Lagrange multipliers

To find such points we are going to use the Lagrange multipliers Theorem. It states that given a function g\colon \mathbb{R}^n\to \mathbb{R} of C^1 class defined on an open set V and a manifold M\subseteq \mathbb{R}^n defined as

    \[M=\{(x_1,\ldots, x_n)\in \mathbb{R}^n\colon  F(x_1,\ldots, x_n)=(0,\ldots, 0)\},\]

where F\colon \mathbb{R}^n\to \mathbb{R}^{n-m} (niech F=(F_1,\ldots, F_{n-m})) jest funkcją klasy C^1,
if a point a\in M\cap V is a conditional local extremum, then there exist numbers \lamda_1,\ldots, \lambda_{n-m}, such that

    \[g'(a)=\lambda_1 F'_1(a)+\ldots +\lambda_{n-m}F'_{n-m}(a).\]

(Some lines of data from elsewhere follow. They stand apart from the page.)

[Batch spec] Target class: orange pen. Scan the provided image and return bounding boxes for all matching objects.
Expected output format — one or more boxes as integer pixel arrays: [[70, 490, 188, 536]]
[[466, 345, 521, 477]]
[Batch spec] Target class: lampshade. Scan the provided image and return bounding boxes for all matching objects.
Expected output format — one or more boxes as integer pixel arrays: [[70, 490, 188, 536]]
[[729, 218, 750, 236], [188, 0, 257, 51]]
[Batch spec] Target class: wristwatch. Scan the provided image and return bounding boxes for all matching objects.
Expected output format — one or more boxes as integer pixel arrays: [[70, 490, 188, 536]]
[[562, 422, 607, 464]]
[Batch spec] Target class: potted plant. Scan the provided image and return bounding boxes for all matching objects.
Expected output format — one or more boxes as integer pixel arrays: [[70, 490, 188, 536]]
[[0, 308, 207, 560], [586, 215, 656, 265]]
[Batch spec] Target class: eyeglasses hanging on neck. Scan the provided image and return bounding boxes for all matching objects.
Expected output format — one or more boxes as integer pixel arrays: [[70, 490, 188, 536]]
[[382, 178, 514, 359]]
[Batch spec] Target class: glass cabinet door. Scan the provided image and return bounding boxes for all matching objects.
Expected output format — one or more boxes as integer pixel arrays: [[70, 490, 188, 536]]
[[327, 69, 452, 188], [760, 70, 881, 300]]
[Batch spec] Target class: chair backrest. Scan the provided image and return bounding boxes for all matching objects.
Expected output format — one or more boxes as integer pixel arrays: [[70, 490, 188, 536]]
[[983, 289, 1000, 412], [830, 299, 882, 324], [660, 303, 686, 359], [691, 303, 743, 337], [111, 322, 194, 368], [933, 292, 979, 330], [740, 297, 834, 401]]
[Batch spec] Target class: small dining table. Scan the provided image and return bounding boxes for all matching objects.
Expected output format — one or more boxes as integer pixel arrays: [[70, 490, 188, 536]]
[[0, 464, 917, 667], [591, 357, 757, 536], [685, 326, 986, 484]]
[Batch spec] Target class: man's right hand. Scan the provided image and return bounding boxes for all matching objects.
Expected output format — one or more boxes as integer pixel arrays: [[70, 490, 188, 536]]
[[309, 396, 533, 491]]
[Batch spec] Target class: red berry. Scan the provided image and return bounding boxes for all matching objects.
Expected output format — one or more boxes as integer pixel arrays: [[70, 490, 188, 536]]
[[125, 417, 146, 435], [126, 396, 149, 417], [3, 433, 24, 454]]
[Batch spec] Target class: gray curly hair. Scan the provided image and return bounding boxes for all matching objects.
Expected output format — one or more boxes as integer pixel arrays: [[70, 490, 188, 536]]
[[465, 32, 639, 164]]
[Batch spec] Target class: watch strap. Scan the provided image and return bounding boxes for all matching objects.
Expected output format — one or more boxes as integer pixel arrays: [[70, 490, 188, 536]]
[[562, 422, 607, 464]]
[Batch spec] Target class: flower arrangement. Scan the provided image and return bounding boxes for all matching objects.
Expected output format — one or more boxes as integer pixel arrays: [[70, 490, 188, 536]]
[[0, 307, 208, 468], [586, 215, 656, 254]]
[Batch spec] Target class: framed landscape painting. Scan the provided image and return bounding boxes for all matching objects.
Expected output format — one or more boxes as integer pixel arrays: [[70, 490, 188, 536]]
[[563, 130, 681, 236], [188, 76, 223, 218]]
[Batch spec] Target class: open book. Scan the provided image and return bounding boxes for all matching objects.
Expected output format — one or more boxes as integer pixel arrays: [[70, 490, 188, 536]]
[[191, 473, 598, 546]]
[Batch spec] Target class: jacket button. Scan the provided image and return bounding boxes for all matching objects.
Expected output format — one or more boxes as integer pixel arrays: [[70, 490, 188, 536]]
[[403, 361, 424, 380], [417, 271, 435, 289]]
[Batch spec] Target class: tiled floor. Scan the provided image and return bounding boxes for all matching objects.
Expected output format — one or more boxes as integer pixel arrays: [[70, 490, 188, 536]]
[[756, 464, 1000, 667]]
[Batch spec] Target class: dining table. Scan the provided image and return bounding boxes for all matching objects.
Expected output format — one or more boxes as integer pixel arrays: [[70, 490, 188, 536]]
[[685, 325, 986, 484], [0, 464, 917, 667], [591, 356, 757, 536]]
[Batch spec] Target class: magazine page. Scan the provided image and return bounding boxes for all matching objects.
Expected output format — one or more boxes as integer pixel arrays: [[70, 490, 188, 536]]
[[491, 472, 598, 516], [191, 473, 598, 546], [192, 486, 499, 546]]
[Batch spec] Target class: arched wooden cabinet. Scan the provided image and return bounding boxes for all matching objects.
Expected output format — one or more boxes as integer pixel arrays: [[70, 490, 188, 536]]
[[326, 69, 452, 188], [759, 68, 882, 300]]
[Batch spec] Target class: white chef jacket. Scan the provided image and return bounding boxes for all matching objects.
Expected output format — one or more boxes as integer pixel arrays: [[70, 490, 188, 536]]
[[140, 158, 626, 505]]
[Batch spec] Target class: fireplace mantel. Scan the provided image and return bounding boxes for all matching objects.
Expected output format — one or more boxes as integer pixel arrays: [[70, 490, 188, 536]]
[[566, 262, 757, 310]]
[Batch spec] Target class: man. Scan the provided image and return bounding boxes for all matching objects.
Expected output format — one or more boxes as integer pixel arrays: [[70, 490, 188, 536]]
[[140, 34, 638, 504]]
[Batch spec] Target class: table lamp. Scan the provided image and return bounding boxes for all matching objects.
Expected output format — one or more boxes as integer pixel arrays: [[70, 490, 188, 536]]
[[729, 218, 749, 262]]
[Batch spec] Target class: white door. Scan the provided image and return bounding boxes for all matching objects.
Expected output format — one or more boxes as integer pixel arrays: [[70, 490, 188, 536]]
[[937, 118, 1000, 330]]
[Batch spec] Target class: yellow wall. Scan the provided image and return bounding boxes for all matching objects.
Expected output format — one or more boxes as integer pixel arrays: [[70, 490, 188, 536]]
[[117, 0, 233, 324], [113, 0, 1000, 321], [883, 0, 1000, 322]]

Notice that this means that g'(a) being a linear combination of F'_i is perpendicular to M at a, because the tangent space is the space perpendicular to all F'_i(a).

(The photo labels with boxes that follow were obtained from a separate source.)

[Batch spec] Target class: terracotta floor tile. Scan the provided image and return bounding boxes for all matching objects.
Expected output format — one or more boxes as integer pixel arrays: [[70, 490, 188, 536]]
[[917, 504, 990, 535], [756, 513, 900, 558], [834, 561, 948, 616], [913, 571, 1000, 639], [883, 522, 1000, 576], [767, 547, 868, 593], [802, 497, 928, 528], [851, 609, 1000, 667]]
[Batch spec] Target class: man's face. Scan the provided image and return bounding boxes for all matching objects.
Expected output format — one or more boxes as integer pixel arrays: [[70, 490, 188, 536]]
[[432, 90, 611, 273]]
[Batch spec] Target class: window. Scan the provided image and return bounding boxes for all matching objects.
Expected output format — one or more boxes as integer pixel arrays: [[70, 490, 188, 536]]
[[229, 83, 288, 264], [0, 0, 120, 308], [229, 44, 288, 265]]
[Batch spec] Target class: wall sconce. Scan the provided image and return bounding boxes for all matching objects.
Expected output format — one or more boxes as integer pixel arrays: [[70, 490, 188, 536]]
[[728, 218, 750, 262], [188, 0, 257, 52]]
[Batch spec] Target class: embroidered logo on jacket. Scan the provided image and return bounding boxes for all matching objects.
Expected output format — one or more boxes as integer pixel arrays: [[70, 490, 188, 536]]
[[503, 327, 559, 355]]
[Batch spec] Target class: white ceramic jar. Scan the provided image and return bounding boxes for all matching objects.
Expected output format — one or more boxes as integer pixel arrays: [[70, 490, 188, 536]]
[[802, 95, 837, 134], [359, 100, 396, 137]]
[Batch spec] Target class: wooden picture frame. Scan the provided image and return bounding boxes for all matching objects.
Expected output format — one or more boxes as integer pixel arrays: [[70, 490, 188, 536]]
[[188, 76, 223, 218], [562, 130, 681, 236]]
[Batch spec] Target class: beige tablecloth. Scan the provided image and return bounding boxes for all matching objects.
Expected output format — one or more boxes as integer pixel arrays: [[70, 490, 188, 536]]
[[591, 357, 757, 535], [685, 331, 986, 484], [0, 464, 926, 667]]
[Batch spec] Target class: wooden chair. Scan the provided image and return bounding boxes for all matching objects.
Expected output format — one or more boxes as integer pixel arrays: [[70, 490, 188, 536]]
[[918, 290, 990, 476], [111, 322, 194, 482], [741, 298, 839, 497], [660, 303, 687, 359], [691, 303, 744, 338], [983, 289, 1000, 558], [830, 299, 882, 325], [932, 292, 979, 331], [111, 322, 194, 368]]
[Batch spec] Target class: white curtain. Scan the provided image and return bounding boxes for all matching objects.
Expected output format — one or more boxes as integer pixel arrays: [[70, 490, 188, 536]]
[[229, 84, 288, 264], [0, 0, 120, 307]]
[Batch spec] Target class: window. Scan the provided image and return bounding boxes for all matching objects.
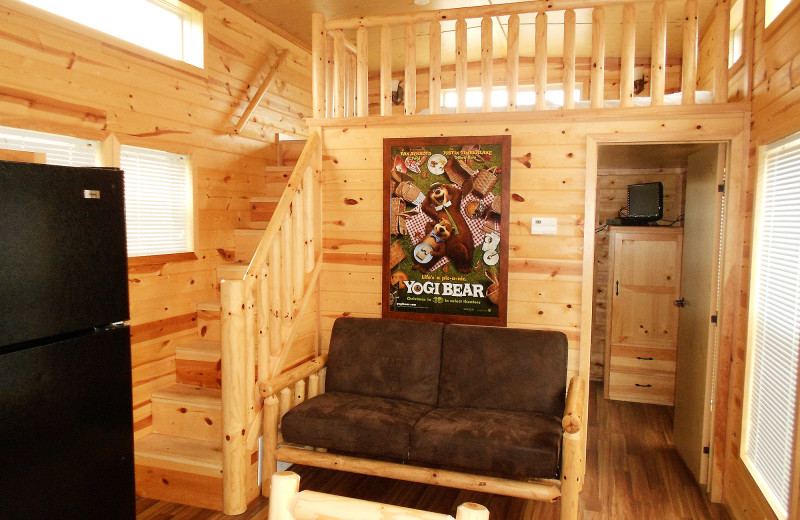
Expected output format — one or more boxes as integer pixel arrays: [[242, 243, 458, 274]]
[[0, 127, 100, 166], [742, 130, 800, 518], [764, 0, 791, 27], [23, 0, 203, 68], [120, 146, 193, 256], [442, 85, 581, 108], [728, 0, 744, 68]]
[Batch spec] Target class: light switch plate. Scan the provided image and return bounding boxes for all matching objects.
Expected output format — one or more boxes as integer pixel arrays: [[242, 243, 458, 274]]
[[531, 217, 558, 235]]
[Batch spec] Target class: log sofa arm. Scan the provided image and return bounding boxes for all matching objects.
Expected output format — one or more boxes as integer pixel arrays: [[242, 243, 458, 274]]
[[561, 376, 586, 433], [258, 354, 328, 397]]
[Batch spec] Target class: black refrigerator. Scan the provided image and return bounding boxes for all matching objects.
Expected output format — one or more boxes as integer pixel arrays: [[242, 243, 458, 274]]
[[0, 161, 136, 520]]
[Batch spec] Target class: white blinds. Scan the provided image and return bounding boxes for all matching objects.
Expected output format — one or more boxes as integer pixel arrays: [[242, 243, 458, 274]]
[[744, 134, 800, 518], [120, 146, 192, 256], [0, 127, 100, 166]]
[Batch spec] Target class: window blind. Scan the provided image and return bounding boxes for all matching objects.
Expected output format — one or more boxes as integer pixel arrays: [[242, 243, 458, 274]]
[[120, 146, 192, 256], [744, 134, 800, 518], [0, 127, 100, 166]]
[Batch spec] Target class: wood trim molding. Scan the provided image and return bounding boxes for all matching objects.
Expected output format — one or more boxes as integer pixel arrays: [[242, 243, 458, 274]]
[[128, 252, 197, 268]]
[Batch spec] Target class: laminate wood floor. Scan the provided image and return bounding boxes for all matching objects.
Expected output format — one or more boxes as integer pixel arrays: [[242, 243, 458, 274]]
[[136, 383, 729, 520]]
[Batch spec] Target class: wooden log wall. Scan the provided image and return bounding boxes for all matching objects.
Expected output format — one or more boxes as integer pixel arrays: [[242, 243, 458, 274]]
[[0, 0, 311, 438], [369, 57, 681, 115], [590, 168, 686, 380], [721, 0, 800, 520], [312, 106, 743, 384]]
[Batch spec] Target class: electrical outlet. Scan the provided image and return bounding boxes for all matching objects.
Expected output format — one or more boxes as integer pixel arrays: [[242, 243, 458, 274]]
[[531, 217, 558, 235]]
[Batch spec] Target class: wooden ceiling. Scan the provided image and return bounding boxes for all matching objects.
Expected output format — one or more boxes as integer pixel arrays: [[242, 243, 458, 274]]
[[233, 0, 715, 71]]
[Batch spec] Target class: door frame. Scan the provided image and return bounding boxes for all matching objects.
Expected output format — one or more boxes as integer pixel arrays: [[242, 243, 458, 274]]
[[584, 124, 750, 503]]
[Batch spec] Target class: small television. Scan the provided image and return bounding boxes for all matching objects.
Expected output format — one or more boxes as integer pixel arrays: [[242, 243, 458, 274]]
[[626, 182, 664, 224]]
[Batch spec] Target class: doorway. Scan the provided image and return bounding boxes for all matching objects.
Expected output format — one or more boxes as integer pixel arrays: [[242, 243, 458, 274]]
[[591, 142, 728, 492]]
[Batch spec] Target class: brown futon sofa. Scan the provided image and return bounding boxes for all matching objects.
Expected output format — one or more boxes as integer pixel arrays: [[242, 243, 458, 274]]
[[265, 318, 585, 518]]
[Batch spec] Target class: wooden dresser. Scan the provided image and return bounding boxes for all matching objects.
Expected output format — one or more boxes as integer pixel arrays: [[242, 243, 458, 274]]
[[605, 226, 683, 405]]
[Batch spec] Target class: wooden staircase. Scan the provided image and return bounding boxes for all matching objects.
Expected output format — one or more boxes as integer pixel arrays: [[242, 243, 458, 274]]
[[135, 145, 304, 511]]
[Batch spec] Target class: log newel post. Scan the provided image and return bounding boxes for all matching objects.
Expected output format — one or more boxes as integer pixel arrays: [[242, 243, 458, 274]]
[[562, 9, 575, 110], [311, 13, 327, 118], [619, 4, 636, 107], [533, 11, 547, 110], [456, 18, 467, 114], [681, 0, 699, 105], [650, 0, 667, 106], [381, 25, 392, 116], [560, 432, 583, 520], [268, 471, 300, 520], [481, 16, 494, 112], [261, 395, 279, 497], [220, 280, 249, 515], [506, 14, 519, 112], [714, 0, 731, 103], [356, 27, 369, 117], [428, 21, 442, 114], [589, 7, 606, 108]]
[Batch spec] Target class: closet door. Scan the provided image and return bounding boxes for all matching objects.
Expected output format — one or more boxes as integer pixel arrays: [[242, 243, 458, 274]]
[[605, 227, 682, 405]]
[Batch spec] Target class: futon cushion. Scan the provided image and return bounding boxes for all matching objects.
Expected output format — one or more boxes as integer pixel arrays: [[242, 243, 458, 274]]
[[325, 318, 443, 406], [409, 408, 561, 478], [281, 392, 431, 460], [438, 325, 567, 416]]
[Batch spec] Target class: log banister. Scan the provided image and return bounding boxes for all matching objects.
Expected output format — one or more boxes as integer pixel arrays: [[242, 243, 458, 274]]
[[312, 0, 729, 118], [220, 132, 324, 515], [325, 0, 680, 31]]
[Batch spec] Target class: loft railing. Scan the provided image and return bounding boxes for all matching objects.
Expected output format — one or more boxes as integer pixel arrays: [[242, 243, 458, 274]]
[[220, 132, 322, 515], [312, 0, 730, 118]]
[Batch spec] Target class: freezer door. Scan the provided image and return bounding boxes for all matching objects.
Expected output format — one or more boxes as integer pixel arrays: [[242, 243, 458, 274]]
[[0, 326, 136, 520], [0, 161, 129, 349]]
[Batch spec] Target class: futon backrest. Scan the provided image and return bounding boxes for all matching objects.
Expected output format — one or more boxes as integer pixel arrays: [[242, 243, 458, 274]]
[[438, 325, 567, 416], [325, 318, 444, 406]]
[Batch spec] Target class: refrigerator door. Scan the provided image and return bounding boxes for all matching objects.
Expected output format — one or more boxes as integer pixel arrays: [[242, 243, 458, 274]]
[[0, 326, 136, 520], [0, 161, 129, 350]]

Thus given a compact manifold without a boundary we may use this condition to find all candidates for points on which the function can take its maximal and minimal value on the considered manifold.

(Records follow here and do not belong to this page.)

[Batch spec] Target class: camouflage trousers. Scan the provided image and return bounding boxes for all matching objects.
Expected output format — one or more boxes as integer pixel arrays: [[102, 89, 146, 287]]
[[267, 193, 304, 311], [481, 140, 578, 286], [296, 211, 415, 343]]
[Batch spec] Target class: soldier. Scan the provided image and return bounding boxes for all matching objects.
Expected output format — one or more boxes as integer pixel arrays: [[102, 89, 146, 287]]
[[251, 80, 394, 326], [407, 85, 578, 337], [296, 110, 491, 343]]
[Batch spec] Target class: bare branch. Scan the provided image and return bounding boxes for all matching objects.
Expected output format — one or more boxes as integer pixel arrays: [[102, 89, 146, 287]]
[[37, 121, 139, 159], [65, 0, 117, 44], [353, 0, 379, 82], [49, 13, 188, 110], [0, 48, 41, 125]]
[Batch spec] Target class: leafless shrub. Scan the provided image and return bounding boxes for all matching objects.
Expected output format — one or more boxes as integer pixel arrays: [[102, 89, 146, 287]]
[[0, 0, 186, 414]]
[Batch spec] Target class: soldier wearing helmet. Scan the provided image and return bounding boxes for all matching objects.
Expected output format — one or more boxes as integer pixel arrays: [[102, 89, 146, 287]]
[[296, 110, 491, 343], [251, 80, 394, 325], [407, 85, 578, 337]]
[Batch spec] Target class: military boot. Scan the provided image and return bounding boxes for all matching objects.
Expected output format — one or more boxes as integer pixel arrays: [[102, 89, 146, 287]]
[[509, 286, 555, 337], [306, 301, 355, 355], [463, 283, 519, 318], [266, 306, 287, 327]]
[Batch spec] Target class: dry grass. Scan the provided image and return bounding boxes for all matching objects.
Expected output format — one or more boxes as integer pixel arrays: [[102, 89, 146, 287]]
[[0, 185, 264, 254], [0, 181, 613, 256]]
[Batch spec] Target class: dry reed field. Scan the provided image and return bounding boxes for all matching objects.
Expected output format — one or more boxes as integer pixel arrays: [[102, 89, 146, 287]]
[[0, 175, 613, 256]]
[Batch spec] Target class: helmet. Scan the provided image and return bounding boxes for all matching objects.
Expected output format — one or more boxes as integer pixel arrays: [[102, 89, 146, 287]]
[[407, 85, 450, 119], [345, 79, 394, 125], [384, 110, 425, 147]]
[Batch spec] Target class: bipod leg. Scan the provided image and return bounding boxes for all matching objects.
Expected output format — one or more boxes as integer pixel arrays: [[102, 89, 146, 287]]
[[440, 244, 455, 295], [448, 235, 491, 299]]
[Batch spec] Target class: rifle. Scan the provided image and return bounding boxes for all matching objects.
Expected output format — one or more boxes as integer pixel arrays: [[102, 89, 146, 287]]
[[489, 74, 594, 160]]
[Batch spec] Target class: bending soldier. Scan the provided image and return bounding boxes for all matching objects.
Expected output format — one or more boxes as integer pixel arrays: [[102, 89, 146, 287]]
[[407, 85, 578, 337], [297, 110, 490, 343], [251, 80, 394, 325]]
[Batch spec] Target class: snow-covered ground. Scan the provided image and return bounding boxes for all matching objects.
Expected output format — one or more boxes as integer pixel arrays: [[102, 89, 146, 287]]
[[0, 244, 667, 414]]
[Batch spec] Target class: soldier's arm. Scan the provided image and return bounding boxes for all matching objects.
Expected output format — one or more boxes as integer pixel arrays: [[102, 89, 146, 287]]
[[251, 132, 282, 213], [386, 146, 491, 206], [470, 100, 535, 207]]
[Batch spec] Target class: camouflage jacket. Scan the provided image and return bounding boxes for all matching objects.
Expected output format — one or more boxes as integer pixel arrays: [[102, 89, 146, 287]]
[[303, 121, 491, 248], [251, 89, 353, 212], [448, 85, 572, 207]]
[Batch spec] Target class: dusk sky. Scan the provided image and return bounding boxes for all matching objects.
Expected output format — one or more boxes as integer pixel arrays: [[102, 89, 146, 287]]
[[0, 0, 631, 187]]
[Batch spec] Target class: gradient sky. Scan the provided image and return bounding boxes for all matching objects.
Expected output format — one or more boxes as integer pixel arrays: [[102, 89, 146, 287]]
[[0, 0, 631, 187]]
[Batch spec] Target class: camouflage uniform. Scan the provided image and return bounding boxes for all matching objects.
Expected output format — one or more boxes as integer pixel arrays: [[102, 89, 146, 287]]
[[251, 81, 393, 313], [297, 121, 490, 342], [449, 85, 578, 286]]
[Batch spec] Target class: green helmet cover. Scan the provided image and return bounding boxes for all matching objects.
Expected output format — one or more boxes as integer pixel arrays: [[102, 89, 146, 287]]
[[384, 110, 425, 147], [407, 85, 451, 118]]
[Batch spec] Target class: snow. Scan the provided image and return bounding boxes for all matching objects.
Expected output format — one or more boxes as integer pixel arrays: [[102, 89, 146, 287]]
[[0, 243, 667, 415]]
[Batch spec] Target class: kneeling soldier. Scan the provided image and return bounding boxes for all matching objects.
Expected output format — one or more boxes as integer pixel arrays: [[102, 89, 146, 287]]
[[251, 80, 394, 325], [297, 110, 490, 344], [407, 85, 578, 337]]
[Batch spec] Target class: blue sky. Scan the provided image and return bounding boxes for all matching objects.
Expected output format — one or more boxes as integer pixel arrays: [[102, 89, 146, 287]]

For example let us take the manifold described by the equation F(x,y,z)=x^2+y^2+z^2-1=0 and function g(x,y,z)=x^2-yz. Then F(x,y,z)=x^2+y^2+z^2-1=0 and g(x,y,z)=x^2-yz. We get F'(x,y,z)=[2x,2y,2z] and g'(x,y,z)=[2x,-z,-y]. We look for \lambda\in \mathbb{R}, such that [2x,-z,-y]=\lambda [2x,2y,2z], i.e.

    \[\begin{cases} 2x=2\lambda x\\-z=2\lambda y\\-y=2\lambda z\end{cases}\]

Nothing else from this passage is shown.